Filter string data based on its string length

Question

I like to filter out data whose string length is not equal to 10.

If I try to filter out any row whose column A's or B's string length is not equal to 10, I tried this.

df=pd.read_csv('filex.csv')
df.A=df.A.apply(lambda x: x if len(x)== 10 else np.nan)
df.B=df.B.apply(lambda x: x if len(x)== 10 else np.nan)
df=df.dropna(subset=['A','B'], how='any')

This works slow, but is working.

However, it sometimes produce error when the data in A is not a string but a number (interpreted as a number when read_csv read the input file):

File "<stdin>", line 1, in <lambda>
TypeError: object of type 'float' has no len()

I believe there should be more efficient and elegant code instead of this.

Based on the answers and comments below, the simplest solution I found are:

df=df[df.A.apply(lambda x: len(str(x))==10]
df=df[df.B.apply(lambda x: len(str(x))==10]

or

df=df[(df.A.apply(lambda x: len(str(x))==10) & (df.B.apply(lambda x: len(str(x))==10)]

or

df=df[(df.A.astype(str).str.len()==10) & (df.B.astype(str).str.len()==10)]

unutbu · Accepted Answer · 2013-11-12 21:27:17Z

209

import pandas as pd

df = pd.read_csv('filex.csv')
df['A'] = df['A'].astype('str')
df['B'] = df['B'].astype('str')
mask = (df['A'].str.len() == 10) & (df['B'].str.len() == 10)
df = df.loc[mask]
print(df)

Applied to filex.csv:

A,B
123,abc
1234,abcd
1234567890,abcdefghij

the code above prints

            A           B
2  1234567890  abcdefghij

edited Nov 12, 2013 at 21:27

answered Nov 12, 2013 at 20:38

unutbu

886k197 gold badges1.9k silver badges1.7k bronze badges

Sign up to request clarification or add additional context in comments.

1 Comment

agfe2 Over a year ago

astype('str') is the key point. And for sure, before any column data type change. For check data types in the dataframe, print(df.dtypes) is helpful.

rachwa · Accepted Answer · 2022-05-04 21:06:17Z

39

A more Pythonic way of filtering out rows based on given conditions of other columns and their values:

Assuming a df of:

data = {
    "names": ["Alice", "Zac", "Anna", "O"],
    "cars": ["Civic", "BMW", "Mitsubishi", "Benz"],
    "age": ["1", "4", "2", "0"],
}

df=pd.DataFrame(data)
df:
  age        cars  names
0   1       Civic  Alice
1   4         BMW    Zac
2   2  Mitsubishi   Anna
3   0        Benz      O

Then:

df[
    df["names"].apply(lambda x: len(x) > 1)
    & df["cars"].apply(lambda x: "i" in x)
    & df["age"].apply(lambda x: int(x) < 2)
]

We will have :

  age   cars  names
0   1  Civic  Alice

In the conditions above we are looking first at the length of strings, then we check whether a letter "i" exists in the strings or not, finally, we check for the value of integers in the first column.
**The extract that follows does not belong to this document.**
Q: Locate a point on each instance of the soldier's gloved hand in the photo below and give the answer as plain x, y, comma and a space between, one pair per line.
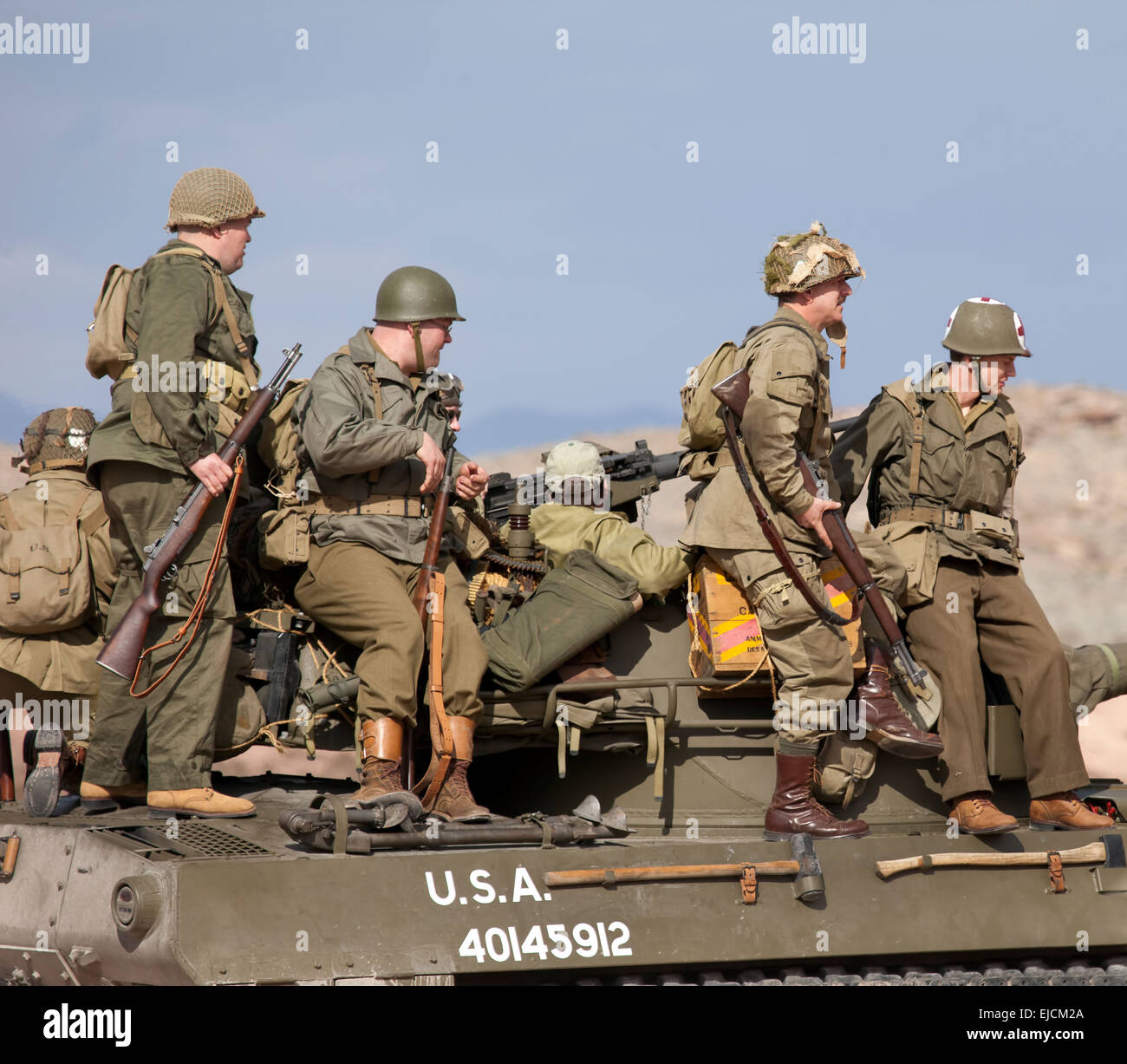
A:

edited May 4, 2022 at 21:06

rachwa

2,3901 gold badge21 silver badges20 bronze badges

answered Jul 13, 2017 at 4:02

Mahdi Ghelichi

1,17014 silver badges23 bronze badges

Comments

Julian · Accepted Answer · 2020-05-05 16:57:06Z

22

I personally found this way to be the easiest:

df['column_name'] = df[df['column_name'].str.len()!=10]

edited May 5, 2020 at 16:57

Julian

37.3k24 gold badges138 silver badges196 bronze badges

answered May 5, 2020 at 16:36

spongebob

2312 silver badges4 bronze badges

1 Comment

Smittie Over a year ago

while this seems to be more convenient at first it is slower than using apply, especially on bigger data sets.

rachwa · Accepted Answer · 2022-05-03 21:02:58Z

9

You can also use query:

df.query('A.str.len() == 10 & B.str.len() == 10')

answered May 3, 2022 at 21:02

rachwa

2,3901 gold badge21 silver badges20 bronze badges

Comments

cottontail · Accepted Answer · 2022-07-05 17:45:25Z

For string operations such as this, vanilla Python using built-in methods (without lambda) is much faster than apply() or str.len().

Building a boolean mask by mapping len to each string inside a list comprehension is approx. 40-70% faster than apply() and str.len() respectively.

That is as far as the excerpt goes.